Publicada em 03/06/2024 às 09h23
Pela primeira vez na história desde o fim do regime do Apartheid, o Congresso Nacional Africano (ANC, na sigla em inglês) perdeu maioria absoluta nas eleições gerais da África do Sul. Com isso, o partido tem 14 dias para formar uma coalizão e manter o atual presidente Cyril Ramaphosa na liderança do país.
O anúncio oficial da contagem dos votos neste domingo (2) confirmou que a sigla conquistou 159 cadeiras das 400 na Assembleia Nacional do país, segundo a agência Reuters. O valor é uma perda significativa em comparação com a última eleição, quando o partido conquistou 230 assentos do legislativo.
Sem maioria, o ANC confirmou que fará uma coalizão com um ou mais partidos de oposição, desde que o atual presidente não seja substituído.
Após a divulgação do resultado, Ramaphosa disse que, apesar da derrota do partido, o resultado da eleição foi uma vitória para a democracia. "O que esta eleição deixou claro é que o povo da África do Sul espera que seus líderes trabalhem juntos para atender às suas necessidades", afirmou.
A justificativa para o declínio do partido de Nelson Mandela (1918-2013), símbolo da luta pelo fim do regime de segregação racial, é a insatisfação da população sul-africana com desemprego, desigualdade e escassez de energia.
Na contramão, o principal partido da oposição, a Aliança Democrática (DA), angariou 21,7% dos votos, enquanto o uMkhonto we Sizwe (MK), um novo partido liderado pelo ex-presidente Jacob Zuma, conseguiu 14,6%.
Já o grupo de extrema esquerda Economic Freedom Fighters (EFF), liderado pelo ex-líder da juventude do ANC, Julius Malema, obteve 9,5%. O pequeno Inkatha Freedom Party (IFP), um partido conservador zulu com uma base de poder na província de KwaZulu-Natal obteve cerca de 4% dos votos.
"Podemos falar com todos e com qualquer pessoa", disse Gwede Mantashe, presidente do ANC e atual ministro das Minas e da Energia, aos jornalistas em comentários transmitidos pela South African Broadcasting Corporation (SABC), esquivando-se a uma pergunta sobre quem é o partido que estava a discutir uma possível coligação.
Após perda histórica nas eleições da África do Sul, partido de Mandela terá que disputar a presidência com oposição
Alianças incertas
Os potenciais aliados, porém, são desde a Aliança Democrática, uma legenda pró-mercado, a partidos insurgentes de ex-membros do ANC que deixaram a legenda.
Investidores da economia mais industrializada da África esperam que as incertezas acabem rapidamente.
O resultado ruim, contudo, pode alimentar discussões sobre a liderança de Cyril Ramaphosa.

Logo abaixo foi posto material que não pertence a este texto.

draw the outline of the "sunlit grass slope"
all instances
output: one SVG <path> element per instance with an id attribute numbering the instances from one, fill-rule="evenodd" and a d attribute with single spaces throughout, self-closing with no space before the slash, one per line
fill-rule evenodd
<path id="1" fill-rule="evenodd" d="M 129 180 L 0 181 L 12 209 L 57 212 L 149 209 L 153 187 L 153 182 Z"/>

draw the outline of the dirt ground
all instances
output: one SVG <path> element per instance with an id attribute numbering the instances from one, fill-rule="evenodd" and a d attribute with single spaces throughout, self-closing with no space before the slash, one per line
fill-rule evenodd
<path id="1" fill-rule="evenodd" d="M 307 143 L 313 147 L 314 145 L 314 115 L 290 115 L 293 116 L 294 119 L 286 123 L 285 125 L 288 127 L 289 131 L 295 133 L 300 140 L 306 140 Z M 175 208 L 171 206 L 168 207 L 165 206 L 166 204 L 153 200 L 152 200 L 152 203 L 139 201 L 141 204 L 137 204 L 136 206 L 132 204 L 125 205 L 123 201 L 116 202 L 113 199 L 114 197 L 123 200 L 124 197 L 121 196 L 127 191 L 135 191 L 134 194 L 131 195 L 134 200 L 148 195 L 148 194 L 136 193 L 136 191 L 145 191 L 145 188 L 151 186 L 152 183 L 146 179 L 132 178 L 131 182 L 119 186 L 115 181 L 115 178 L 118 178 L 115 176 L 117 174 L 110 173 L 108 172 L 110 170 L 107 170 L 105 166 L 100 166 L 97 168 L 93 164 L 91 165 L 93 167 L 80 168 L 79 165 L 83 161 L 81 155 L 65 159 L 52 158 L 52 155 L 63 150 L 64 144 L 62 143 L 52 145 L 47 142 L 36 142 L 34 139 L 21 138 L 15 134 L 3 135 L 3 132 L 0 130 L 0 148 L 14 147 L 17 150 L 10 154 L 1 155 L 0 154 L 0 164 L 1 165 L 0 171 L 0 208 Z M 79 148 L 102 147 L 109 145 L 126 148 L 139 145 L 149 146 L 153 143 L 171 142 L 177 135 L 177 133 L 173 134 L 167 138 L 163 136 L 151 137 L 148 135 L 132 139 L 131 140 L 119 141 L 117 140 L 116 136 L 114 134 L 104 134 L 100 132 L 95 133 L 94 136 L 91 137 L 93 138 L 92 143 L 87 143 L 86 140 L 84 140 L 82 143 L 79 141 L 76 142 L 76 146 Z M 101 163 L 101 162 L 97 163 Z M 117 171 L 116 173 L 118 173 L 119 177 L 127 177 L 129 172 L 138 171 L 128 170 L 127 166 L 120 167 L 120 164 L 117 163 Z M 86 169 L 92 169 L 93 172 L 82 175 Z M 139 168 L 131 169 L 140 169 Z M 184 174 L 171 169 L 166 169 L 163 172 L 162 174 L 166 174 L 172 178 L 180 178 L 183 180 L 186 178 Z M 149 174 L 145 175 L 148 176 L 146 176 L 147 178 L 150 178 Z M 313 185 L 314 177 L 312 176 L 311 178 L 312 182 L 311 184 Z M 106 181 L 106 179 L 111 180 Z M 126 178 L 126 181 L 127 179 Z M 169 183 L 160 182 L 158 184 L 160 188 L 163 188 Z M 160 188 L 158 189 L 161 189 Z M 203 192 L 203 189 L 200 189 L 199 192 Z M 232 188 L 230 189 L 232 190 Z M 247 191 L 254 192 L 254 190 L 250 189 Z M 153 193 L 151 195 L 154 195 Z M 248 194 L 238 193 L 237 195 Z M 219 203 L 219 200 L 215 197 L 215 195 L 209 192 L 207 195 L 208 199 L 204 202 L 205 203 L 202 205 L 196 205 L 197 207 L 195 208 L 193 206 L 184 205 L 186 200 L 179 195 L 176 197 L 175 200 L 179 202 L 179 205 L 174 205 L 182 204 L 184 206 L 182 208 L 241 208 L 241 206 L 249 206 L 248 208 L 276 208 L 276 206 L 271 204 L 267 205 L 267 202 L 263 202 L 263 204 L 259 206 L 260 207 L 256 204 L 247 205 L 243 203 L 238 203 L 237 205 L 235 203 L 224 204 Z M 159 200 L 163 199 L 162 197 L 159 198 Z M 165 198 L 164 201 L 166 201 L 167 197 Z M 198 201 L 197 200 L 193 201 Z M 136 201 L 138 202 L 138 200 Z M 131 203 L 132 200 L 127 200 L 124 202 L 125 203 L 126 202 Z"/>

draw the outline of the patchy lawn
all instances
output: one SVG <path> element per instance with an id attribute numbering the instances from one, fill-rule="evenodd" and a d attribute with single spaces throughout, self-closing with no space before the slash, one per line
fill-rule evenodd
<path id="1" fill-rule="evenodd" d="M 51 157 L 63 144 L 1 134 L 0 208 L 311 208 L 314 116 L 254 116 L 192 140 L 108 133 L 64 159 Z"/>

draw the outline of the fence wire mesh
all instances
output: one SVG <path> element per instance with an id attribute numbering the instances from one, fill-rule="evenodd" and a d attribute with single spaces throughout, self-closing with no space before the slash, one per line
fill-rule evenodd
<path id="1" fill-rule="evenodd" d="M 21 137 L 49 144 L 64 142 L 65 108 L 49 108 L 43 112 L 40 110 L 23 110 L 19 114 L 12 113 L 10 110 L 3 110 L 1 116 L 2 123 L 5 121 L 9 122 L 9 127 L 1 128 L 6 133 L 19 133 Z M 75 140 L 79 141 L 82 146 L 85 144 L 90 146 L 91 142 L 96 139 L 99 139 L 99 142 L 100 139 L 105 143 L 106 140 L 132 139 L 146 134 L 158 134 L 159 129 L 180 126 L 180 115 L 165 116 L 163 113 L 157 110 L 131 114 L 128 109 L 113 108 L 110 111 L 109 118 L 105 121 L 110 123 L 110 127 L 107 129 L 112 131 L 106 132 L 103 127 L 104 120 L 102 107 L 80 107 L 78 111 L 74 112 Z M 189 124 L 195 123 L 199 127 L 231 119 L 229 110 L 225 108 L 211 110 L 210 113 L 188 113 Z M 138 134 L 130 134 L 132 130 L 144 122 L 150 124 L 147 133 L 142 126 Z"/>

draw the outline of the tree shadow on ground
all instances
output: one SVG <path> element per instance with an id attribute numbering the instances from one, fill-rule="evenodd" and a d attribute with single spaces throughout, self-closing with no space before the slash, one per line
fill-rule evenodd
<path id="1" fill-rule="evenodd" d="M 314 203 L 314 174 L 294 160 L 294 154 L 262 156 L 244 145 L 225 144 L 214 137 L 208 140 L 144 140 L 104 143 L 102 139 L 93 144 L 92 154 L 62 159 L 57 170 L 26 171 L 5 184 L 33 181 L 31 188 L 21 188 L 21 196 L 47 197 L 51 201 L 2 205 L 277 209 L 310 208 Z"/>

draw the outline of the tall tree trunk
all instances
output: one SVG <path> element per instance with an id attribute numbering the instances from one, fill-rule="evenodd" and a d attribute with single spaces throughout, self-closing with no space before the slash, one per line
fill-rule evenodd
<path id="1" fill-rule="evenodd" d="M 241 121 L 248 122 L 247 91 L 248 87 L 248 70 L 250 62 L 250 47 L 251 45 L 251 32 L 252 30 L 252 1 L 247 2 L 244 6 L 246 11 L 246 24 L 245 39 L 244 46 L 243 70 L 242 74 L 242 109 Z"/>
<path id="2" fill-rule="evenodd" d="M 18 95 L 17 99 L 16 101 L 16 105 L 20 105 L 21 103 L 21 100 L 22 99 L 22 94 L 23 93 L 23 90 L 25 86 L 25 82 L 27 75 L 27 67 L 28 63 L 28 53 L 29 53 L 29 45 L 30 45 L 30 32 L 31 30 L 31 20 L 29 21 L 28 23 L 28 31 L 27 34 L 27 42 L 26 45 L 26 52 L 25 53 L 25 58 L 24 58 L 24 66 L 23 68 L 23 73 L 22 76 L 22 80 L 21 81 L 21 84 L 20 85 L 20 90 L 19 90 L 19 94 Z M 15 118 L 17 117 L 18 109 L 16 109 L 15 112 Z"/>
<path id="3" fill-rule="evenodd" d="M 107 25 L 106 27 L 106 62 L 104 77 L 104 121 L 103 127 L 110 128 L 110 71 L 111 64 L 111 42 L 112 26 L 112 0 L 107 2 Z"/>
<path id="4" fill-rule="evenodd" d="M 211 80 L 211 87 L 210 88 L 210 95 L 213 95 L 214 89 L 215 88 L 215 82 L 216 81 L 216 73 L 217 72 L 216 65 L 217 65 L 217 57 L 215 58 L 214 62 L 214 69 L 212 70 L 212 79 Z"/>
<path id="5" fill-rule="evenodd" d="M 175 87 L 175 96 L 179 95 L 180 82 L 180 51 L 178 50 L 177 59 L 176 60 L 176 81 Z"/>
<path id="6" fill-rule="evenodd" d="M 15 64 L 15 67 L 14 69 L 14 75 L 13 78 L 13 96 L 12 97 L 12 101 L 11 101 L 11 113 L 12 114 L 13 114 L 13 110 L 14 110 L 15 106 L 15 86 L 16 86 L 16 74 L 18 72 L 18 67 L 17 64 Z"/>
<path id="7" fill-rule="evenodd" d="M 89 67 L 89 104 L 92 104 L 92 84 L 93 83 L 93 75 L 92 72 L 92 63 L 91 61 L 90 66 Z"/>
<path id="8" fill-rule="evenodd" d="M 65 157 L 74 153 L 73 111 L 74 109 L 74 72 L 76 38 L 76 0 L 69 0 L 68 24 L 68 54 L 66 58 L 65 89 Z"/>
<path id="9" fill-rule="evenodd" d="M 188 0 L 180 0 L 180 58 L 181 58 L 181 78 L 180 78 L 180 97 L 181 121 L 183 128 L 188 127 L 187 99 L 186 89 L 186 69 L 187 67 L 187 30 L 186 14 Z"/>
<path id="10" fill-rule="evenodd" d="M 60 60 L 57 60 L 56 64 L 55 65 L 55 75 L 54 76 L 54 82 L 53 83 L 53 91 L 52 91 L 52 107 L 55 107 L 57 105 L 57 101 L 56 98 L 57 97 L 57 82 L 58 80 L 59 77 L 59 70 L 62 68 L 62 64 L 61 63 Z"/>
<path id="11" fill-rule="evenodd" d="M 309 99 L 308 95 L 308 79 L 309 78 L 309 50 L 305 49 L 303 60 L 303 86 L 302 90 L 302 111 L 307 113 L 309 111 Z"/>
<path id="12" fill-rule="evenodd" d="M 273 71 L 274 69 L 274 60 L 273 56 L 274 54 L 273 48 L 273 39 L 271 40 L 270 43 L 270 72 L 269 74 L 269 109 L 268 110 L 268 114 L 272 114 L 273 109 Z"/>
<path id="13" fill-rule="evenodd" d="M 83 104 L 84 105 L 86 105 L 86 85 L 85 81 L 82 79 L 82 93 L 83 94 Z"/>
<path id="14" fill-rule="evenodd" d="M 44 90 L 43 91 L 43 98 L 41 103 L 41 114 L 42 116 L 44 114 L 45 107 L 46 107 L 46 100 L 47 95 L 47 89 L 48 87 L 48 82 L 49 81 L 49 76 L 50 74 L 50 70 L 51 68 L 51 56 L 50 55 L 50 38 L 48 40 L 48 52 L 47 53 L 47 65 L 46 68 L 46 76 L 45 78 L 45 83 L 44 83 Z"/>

A vice-secretária-geral do ANC, Nomvula Mokonyane, afirmou que o mandatário não vai renunciar. “Ninguém vai renunciar... Coletivamente, todos nós estamos confiantes de que ele (Ramaphosa) continuará como presidente do ANC”, afirmou ela a repórteres no centro de resultados eleitorais.
"Há paz, há harmonia. Estamos todos a falar uns com os outros. Eu (gostaria) que o clima que existe aqui pudesse permear as comunidades e os eleitores”, completou Mokonyane à Associated Press.
Na sexta-feira, porém, um alto funcionário do ANC o apoiou para permanecer como líder do partido, e analistas dizem que ele não tem um sucessor óbvio.
Um acordo para manter o ANC na presidência poderia envolver o apoio da oposição em troca de cargos no gabinete ou de maior controle do Parlamento, talvez até do presidente da Câmara.
Outros partidos questionam o que consideram ser inconsistências na contagem de votos que podem levar à contestação de alguns resultados.
Desde o pleito histórico de 1994, que acabou com o domínio da minoria branca, o ANC venceu todas as eleições presidenciais sul-africanas.